ZEW-Index bricht so stark ein wie seit zwei Jahren nicht mehr. Ukraine-Krise verunsichert Unternehmen. Arbeitgeberpräsident warnt vor überzogenen Lohnforderungen

Berlin/Mannheim. Die Warnsignale für die deutsche Wirtschaft mehren sich. Die Konjunkturerwartungen führender Finanzexperten verschlechterten sich im August deutlich. Auch das Bundeswirtschaftsministerium stellte fest, dass die deutsche Wirtschaft an Fahrt verloren habe. Diese Einschätzungen nehmen die Arbeitgeber zum Anlass, vor überzogenen Lohnforderungen zu warnen.

Vor allem wegen der internationalen Krisenherde und der Wirtschaftssanktionen gegen Russland brach der vom Zentrum für Europäische Wirtschaftsforschung (ZEW) ermittelte Konjunkturindikator im August so stark ein wie seit über zwei Jahren nicht mehr. Der Wert ging im Vergleich zum Vormonat um 18,5 Punkte auf 8,6 Punkte zurück, wie das Institut am Dienstag in Mannheim mitteilte. Der Absturz überraschte selbst viele Ökonomen.

Die deutlichste Ursache für den Einbruch der Erwartungen ist aus Sicht von ZEW-Konjunkturexperte Jesper Riedler die Unsicherheit wegen der Ukraine-Krise. „Die Unternehmen, auch wenn sie nicht direkt betroffen sind, sind unsicher und warten erst einmal ab, wie sich die Krise entwickelt“, sagte er. Auch wegen der Nahost-Krise schöben Unternehmen Investitionen auf. Es ist der achte Rückgang des ZEW-Indikators in Folge und der stärkste Einbruch seit Juni 2012.

Die enttäuschenden ZEW-Daten knüpften an eine Reihe unerwartet schwacher Konjunkturdaten aus der größten europäischen Volkswirtschaft an. Zuletzt waren bereits die Auftragseingänge und die Produktion in der Industrie deutlich hinter den Erwartungen zurückgeblieben. Die Wirtschaftsleistung Deutschlands dürfte sich nach Einschätzung des Wirtschaftsministeriums im zweiten Quartal sogar abgeschwächt haben. Die mit Spannung erwarteten Daten zur Wirtschaftsentwicklung stellt das Statistische Bundesamt am Donnerstag vor.

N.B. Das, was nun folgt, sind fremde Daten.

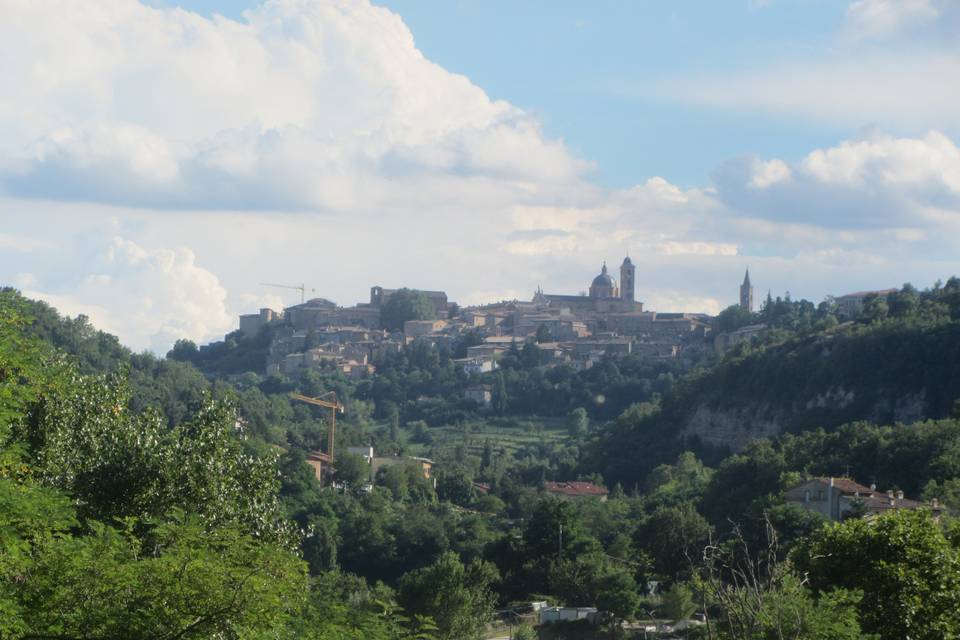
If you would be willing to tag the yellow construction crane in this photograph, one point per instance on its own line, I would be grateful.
(334, 405)
(302, 289)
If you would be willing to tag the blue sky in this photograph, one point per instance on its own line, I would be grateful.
(157, 164)
(582, 68)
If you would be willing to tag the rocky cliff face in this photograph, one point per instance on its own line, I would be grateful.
(903, 374)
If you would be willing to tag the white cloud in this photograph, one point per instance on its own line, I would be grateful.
(875, 182)
(878, 18)
(907, 89)
(315, 143)
(309, 104)
(150, 298)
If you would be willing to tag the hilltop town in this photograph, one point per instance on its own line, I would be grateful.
(575, 330)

Angesichts der Unsicherheiten dämpfen die Arbeitgeber die Erwartungen an die anstehenden Lohnrunden. „Die konjunkturellen Aussichten trüben sich zurzeit ein bisschen ein“, sagte Arbeitgeberpräsident Ingo Kramer. „Ich glaube, dass das Wachstum in diesem Jahr noch bei um die zwei Prozent bleiben wird.“ Es gebe aber „graue Wolken am Horizont“ – vor allem in Form rückläufiger Auftragseingänge. Das könnte das Wachstum 2015 und 2016 dämpfen. „Wir stehen nicht in der Gefahr einer Rezession“, schränkte er jedoch ein. Auch eine Deflation – eine Abwärtsspirale aus sinkenden Preisen und schrumpfender Wirtschaftsentwicklung – sehe er nicht.

Der Chef der Bundesvereinigung der deutsche Arbeitgeberverbände (BDA) kritisierte zugleich die von Bundesbank und Europäischer Zentralbank (EZB) angestoßene Debatte zur Tarifpolitik. Diese hätten zwar keine konkreten Lohnempfehlungen für Deutschland gegeben. Die Äußerungen seien aber überflüssig und in keiner Weise hilfreich gewesen, da sie gegenteilige Interpretationen ermöglicht hätten. Die Tarifabschlüsse des ersten Halbjahres lagen zwischen 1,2 und 3,1 Prozent. Das bedeute wegen der Mini-Inflation real Einkommenszuwächse für die Beschäftigten.